Il dottore si sbrigò a uscire. Gli sembrava di aver appena superato un intervento chirurgico al cardiopalma.

《Aspetta! Fermo!》

Abraham si fermò, impietrito. Si girò mettendo su la sua miglior faccia da Pocker.

《Il sacco sotto ha una forma strana per essere un cadavere.》

《Una forma strana? Be' è un cadavere, decomposto e maciullato che forma vuoi che abbia?》

《Non lo so. Ma devo controllare.》

Le pulsazioni accelerarono. Era riuscito a uscire, ce l'aveva fatta e ora finiva così? Doveva continuare a fingere, non poteva mollare.
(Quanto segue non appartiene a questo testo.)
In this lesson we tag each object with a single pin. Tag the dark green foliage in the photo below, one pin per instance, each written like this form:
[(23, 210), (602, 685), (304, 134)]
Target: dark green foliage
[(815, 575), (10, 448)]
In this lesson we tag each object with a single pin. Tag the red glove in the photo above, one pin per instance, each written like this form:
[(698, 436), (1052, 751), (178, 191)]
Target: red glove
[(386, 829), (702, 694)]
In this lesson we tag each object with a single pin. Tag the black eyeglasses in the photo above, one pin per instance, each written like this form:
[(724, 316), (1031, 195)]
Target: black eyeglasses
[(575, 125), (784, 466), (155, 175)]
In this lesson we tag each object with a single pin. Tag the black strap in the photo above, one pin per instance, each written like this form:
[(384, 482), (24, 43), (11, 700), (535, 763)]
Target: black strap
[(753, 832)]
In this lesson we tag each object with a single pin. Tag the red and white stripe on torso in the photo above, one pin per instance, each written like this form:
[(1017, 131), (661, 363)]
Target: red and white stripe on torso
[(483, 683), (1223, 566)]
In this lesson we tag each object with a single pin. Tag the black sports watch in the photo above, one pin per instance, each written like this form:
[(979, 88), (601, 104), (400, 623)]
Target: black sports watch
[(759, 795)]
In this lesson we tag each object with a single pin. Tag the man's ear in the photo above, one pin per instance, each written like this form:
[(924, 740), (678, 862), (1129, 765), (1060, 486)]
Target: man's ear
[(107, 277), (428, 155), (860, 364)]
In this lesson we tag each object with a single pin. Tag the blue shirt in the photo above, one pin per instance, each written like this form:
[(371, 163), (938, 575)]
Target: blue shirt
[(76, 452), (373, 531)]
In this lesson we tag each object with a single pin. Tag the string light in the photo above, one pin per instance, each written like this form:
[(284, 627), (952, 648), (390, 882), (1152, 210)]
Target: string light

《Ma certo, se ci tiene a vomitare il pranzo si accomodi pure. Tutto per lei!》

Il ragazzo si avvicinò alla barella e aprì il sacco.

《Che cosa sono queste vecchio!? Cosa stai cercando di fare!!》

《Queste sono armi e ne hai una puntata dietro di te. Quindi ti consiglio di stare fermo e non muoverti. Mi accompagnerai fino a dove seppeliamo i cadaveri e poi sarai libero.》

Il giovane digrignò i denti, ma si vide costretto a seguirlo. Come furono fuori portata visiva il dottore gli fece un'ignezione di Pentathol, lo legò e lo gettò in mezzo agli altri corpi non ancora sotterrati.

《Così impari a non rispettare gli anziani.》

Dire quella frase, anche se il ragazzo non poteva sentirlo, gli diede un'enorme soddisfazione. Finalmente stava riprendendo in mano la sua vita. Finalmente era libero e aveva una direzione, un obiettivo... uno scopo.